A family evaluation model, the family environment assessment model, as well as a family intervention model, the family environment care/caring model, are also available and are based on the CSFET. FECCM includes support for family/family members' beliefs based on the FBST [9-10].
Indirect encouragement of family members' beliefs
First among events, the event moderator, cognition moderator, and family member's beliefs influencing variable/constant that are the cause of family signs/symptoms are identified as those that can be changed for the indirect support for family/family members' beliefs.
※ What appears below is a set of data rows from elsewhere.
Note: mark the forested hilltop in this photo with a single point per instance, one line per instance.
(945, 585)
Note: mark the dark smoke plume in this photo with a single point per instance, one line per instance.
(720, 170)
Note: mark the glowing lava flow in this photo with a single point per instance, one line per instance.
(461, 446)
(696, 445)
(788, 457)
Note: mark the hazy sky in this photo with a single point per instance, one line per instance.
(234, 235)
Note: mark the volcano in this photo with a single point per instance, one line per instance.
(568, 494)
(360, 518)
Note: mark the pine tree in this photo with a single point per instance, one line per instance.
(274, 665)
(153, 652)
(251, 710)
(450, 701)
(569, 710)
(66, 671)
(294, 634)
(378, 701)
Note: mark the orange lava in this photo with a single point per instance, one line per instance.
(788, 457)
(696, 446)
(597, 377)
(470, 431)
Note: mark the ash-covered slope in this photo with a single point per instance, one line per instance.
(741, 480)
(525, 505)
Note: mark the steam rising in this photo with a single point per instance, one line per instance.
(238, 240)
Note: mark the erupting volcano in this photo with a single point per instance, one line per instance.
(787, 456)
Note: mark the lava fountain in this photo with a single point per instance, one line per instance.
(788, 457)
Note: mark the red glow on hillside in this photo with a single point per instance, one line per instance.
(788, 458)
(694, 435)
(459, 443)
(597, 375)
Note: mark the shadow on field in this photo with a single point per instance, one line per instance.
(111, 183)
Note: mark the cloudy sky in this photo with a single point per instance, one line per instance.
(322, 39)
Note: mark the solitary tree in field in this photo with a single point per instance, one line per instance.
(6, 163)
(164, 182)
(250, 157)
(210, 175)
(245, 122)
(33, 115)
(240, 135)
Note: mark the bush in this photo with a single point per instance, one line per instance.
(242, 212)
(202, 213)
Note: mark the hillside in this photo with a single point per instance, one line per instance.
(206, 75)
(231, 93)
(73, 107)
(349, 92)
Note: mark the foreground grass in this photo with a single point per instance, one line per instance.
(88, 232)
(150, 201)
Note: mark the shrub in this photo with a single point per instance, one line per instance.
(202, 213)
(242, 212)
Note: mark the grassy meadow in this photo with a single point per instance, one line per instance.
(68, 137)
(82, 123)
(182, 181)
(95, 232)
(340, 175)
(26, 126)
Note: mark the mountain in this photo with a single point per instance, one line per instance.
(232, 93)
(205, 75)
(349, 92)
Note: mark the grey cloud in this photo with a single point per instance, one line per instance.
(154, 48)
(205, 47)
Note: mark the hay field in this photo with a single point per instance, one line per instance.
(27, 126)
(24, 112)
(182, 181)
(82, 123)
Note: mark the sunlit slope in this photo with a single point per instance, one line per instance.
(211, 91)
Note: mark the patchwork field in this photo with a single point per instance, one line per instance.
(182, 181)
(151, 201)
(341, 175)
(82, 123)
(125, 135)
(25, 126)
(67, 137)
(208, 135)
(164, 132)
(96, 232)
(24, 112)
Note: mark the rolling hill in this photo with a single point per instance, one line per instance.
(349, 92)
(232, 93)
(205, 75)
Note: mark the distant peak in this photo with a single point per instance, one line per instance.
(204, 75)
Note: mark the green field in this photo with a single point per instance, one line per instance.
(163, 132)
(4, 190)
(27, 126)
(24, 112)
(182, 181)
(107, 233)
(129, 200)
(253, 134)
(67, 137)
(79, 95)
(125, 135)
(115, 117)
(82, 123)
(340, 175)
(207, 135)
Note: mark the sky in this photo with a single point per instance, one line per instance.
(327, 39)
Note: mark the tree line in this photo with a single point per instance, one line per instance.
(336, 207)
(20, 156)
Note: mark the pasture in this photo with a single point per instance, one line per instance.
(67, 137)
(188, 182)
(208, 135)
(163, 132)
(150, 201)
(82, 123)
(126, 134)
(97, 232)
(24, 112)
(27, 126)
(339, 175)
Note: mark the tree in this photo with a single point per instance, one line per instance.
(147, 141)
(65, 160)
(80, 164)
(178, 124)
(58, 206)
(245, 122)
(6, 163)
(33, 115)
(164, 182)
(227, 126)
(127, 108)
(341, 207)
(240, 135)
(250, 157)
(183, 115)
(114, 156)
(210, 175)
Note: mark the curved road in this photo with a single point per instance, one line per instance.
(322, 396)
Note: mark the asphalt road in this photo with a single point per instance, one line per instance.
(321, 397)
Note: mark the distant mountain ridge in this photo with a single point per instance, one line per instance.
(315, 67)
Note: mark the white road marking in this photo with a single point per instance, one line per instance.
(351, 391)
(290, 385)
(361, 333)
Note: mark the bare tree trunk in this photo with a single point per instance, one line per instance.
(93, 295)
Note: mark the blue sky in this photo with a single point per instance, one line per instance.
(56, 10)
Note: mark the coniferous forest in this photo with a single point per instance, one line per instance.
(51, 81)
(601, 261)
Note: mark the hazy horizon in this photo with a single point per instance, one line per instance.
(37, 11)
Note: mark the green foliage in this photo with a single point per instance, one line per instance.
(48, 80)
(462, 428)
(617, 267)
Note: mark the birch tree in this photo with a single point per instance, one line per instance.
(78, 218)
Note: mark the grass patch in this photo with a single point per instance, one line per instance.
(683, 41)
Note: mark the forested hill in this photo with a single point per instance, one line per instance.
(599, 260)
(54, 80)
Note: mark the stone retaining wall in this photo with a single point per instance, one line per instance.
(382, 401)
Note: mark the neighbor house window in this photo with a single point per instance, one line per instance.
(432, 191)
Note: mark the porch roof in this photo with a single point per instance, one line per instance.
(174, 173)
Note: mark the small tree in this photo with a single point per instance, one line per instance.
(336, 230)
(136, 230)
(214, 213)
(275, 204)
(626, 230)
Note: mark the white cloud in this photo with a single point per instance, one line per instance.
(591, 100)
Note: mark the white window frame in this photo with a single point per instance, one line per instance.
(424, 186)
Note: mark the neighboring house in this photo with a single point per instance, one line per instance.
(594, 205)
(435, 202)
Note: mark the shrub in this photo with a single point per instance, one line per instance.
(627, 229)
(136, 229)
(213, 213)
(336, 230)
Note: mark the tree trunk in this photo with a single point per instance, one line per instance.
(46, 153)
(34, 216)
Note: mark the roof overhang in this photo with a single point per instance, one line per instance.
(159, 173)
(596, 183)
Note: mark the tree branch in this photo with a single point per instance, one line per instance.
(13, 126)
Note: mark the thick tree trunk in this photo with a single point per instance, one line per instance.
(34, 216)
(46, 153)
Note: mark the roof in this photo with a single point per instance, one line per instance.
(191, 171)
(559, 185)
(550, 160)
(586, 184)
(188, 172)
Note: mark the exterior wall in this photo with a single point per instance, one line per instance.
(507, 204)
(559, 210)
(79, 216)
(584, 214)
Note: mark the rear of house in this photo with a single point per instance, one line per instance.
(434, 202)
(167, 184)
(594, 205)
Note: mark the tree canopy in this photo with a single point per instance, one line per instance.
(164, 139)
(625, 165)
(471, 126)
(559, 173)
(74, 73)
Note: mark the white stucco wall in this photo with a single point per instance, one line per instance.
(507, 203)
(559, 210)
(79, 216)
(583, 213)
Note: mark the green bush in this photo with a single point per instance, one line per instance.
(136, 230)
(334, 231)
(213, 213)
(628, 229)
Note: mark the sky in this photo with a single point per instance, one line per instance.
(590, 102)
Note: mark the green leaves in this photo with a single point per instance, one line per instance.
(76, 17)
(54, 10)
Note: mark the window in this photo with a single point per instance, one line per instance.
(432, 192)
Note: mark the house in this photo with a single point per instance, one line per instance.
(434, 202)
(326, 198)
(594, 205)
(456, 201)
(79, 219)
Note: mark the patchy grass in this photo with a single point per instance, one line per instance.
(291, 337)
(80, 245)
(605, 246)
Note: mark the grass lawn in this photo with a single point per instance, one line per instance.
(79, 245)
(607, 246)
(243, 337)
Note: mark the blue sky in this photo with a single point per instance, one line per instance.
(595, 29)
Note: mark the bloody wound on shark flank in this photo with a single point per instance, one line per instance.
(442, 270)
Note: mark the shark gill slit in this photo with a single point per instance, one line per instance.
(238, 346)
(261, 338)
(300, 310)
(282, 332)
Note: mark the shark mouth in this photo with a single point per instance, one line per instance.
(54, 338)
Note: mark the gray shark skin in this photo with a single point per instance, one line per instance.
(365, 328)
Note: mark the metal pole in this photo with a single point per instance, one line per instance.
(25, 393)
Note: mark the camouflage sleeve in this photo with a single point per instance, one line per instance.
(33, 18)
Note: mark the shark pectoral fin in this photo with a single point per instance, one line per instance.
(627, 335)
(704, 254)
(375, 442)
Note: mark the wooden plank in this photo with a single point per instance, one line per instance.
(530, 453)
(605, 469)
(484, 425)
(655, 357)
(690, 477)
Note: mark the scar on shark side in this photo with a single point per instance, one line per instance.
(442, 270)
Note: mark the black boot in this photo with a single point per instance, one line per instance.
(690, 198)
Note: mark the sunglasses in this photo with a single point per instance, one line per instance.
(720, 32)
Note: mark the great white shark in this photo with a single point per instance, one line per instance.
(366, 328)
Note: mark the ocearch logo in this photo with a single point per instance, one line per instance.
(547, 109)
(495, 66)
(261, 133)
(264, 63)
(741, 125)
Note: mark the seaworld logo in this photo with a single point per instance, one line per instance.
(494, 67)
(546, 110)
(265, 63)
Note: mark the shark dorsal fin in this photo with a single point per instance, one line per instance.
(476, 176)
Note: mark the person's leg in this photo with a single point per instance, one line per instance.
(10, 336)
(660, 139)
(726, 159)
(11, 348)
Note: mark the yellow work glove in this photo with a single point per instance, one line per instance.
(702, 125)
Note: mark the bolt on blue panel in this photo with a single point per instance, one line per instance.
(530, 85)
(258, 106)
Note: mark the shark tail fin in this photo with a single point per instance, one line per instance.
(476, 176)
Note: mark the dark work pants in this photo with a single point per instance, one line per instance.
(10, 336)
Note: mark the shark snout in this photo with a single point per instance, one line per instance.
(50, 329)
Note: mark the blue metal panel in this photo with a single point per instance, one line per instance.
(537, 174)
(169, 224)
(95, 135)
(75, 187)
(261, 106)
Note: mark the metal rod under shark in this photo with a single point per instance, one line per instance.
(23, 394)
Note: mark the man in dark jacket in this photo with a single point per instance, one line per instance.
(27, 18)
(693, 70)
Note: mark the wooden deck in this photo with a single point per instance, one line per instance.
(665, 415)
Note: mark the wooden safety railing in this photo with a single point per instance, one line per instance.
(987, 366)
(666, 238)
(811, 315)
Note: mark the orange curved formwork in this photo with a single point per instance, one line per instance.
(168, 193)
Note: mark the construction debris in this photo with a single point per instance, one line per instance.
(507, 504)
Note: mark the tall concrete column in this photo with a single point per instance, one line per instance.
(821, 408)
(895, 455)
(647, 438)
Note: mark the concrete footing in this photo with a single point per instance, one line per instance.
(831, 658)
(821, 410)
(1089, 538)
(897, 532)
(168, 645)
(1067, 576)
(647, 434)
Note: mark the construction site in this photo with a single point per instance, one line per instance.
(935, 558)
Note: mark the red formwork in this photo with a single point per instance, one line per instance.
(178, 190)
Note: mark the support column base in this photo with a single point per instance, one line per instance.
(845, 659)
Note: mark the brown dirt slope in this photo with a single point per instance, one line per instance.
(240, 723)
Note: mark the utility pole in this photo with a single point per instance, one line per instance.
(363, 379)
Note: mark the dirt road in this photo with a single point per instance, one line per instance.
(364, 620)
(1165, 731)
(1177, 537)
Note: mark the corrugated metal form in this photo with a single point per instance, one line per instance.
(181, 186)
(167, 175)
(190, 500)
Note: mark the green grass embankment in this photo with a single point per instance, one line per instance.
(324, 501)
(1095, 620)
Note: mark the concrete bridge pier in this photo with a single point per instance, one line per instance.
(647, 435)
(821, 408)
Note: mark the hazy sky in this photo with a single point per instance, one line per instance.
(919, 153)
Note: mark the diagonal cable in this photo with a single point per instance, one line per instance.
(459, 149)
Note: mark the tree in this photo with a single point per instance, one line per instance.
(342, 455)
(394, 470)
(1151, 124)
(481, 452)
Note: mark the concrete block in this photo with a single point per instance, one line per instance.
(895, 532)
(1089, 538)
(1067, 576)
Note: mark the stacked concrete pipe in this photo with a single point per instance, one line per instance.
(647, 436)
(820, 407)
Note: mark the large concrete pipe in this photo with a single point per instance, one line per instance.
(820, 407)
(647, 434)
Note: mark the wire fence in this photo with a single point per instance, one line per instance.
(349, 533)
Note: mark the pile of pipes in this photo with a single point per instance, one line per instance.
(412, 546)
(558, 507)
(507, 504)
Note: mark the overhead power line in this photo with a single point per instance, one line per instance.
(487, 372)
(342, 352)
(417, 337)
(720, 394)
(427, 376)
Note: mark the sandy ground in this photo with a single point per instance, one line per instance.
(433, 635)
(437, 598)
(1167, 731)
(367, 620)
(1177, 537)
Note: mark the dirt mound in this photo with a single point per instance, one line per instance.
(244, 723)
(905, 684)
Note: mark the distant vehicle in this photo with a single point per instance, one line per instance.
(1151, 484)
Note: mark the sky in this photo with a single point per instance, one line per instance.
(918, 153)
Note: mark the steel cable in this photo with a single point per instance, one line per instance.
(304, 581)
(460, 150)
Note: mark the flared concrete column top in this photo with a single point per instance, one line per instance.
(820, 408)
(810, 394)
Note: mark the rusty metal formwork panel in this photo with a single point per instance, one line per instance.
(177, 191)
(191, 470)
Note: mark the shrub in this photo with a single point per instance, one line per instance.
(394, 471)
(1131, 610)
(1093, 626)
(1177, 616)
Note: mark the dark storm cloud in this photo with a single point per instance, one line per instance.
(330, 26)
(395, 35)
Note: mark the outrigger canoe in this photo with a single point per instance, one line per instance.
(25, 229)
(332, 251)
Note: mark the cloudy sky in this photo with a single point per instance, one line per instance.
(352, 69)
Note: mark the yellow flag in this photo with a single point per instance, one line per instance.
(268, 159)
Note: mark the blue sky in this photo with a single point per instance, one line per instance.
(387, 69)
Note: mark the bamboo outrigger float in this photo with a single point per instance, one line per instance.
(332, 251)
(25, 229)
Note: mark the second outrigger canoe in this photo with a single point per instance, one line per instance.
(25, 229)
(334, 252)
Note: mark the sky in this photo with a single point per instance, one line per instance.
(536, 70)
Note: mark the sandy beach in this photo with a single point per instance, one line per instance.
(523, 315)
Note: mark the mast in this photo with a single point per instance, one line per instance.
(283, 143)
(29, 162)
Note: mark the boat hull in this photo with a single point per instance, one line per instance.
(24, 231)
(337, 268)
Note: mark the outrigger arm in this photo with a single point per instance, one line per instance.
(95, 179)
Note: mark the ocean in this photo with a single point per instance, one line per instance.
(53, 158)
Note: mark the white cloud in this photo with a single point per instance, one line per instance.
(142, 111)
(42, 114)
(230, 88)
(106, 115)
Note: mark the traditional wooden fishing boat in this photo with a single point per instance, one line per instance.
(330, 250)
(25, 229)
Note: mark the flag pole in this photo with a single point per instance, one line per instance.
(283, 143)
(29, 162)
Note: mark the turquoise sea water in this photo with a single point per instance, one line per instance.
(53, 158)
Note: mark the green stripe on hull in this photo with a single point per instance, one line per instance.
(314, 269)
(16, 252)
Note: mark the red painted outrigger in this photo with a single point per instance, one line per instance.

These make up the family environment/family unit system, and the family environment arrangement is mostly applicable to the indirect support for family/ family members' ideas. In other words, the family member's emotions, decisions/acts, and physical reactions can be changed, as well as the decisions/acts of the family, by altering or eliminating the events that occur and arranging the event moderator and cognition moderator. Additionally, family/family member beliefs can be altered by organising the variables and constants impacting those beliefs.
In the CSFET and FBST, culture is described as "the ideas and values (implicit culture) shared by members of a group or organisation to enable adaptation to their environment, and the patterns of acts (explicit culture) that are regulated by them." Culture has been defined in a variety of ways. For instance, both the patient and the nursing staff have unique and separate cultures. Even within the same family, for instance, a married couple, the husband and wife may come from diverse cultural backgrounds. According to the FBST, which focuses on these kinds of microculture, a system can be structured in which feelings, decisions/acts, and physical reactions (including health issues) arise as explicit culture depending on the family member's views as implicit culture as cognitive criterion. The family is the setting in which these individuals congregate. For instance, a certain family and a nearby family each have their own unique cultures. The FBST focuses on the organisational culture of the family and can explain how family beliefs are created from the beliefs of family members as implicit culture and how intentional family decisions and acts (such as family decision making, family self-management, etc.) are carried out as explicit culture. Nursing professionals can use the theory when dealing with family/family members, in situations like the hospitalisation of a sick family member, as it was said in the section on "Determining Positive Family/ family Member's Beliefs and Negative Family/ family Member's Beliefs." Furthermore, the FBST is a middle-range family nursing theory that has been focusing on more than 900 families in the United States, Japan, China, Indonesia, and the Philippines since it was founded in 1999 on the basis of family ethnography. This suggests that the FBST can be used in nursing research and practise in nations and areas with various macrocultures. The FBST is essential for achieving culturally appropriate care/caring for individuals and families, which is the cornerstone of diversified macroculture. The nursing professional has the power to significantly alter the difficulties, issues, and challenges that affect families and family members by figuring out how a family belief system works and by promoting that belief.